Bruno Fuchs: «Il est temps pour la France de changer de position et de solder la page post-coloniale»
4 octobre 2024
C’est ce vendredi matin que s’ouvre le XIXe sommet de la francophonie, à Villers-Cotterêts, près de Paris. Au menu, la guerre au Liban, bien sûr, mais aussi le conflit entre la RDC et le Rwanda, ainsi que les relations houleuses entre l’OIF et trois pays sahéliens, le Mali, le Niger et le Burkina Faso. Pourquoi ces pays restent suspendus de l’organisation alors que la Guinée qui a connu, elle aussi, un coup d’État, vient d’être réintégrée ? Le député centriste français Bruno Fuchs vient de présenter un plan stratégique pour le développement de la francophonie. De retour de Conakry, il répond à Christophe Boisbouvier.
RFI : Bruno Fuchs, au Rwanda il y a quinze ans, en Algérie aujourd’hui, le français est attaqué parce qu’on veut punir la France. Comment mettre fin à cette prise en otage de la langue française ?

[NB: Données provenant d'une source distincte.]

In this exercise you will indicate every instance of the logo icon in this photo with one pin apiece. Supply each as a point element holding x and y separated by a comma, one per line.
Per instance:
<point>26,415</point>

Bruno Fuchs : Alors d’abord, il faut montrer que le modèle que propose l’espace francophone, donc le modèle de vie, est un modèle beaucoup plus vertueux : sur la situation des femmes, sur les dettes publiques, sur la capacité à aider l’entrepreneuriat, la fracture numérique… Enfin, il y a beaucoup, beaucoup de sujets sur lesquels personne d’autre ne fait ça. Et concernant la France, on a énormément de choses que d’autres ne font pas, mais qui ne sont pas du tout valorisées ou connues, parce qu’on a un certain nombre de chiffons rouges, en tout cas, qui font qu’on se polarise là-dessus : la présence militaire, la condescendance, la question des visas. Donc, j’ai listé ces sujets-là, il faut les éradiquer, il faut les supprimer et, à partir de là, retrouver une nouvelle relation beaucoup plus partenariale, beaucoup plus respectueuse. Et il est temps à présent pour la France de changer de position, de solder la page de plusieurs époques qui se sont déroulées depuis la période post-coloniale. Et il faut donc régler très clairement la question du franc CFA, la question de la présence militaire, la question des visas, la question de la mobilité. Quand vous êtes en Guinée, que vous êtes avec un partenariat russe depuis les années 60, vous voyez bien que les Russes ont construit zéro écoles, zéro routes, zéro hôpitaux. Ils ne sont là que pour prendre les matières premières pour eux. Donc une fois qu’on aura éliminé ces irritants, ces chiffons rouges, on verra bien que la France, et la francophonie plus largement, a un modèle beaucoup plus vertueux au bénéfice des citoyens. Et là je pense qu’on inversera la logique et les citoyens reviendront plus vers l’espace francophone dans lequel il y a la France, mais pas uniquement la France.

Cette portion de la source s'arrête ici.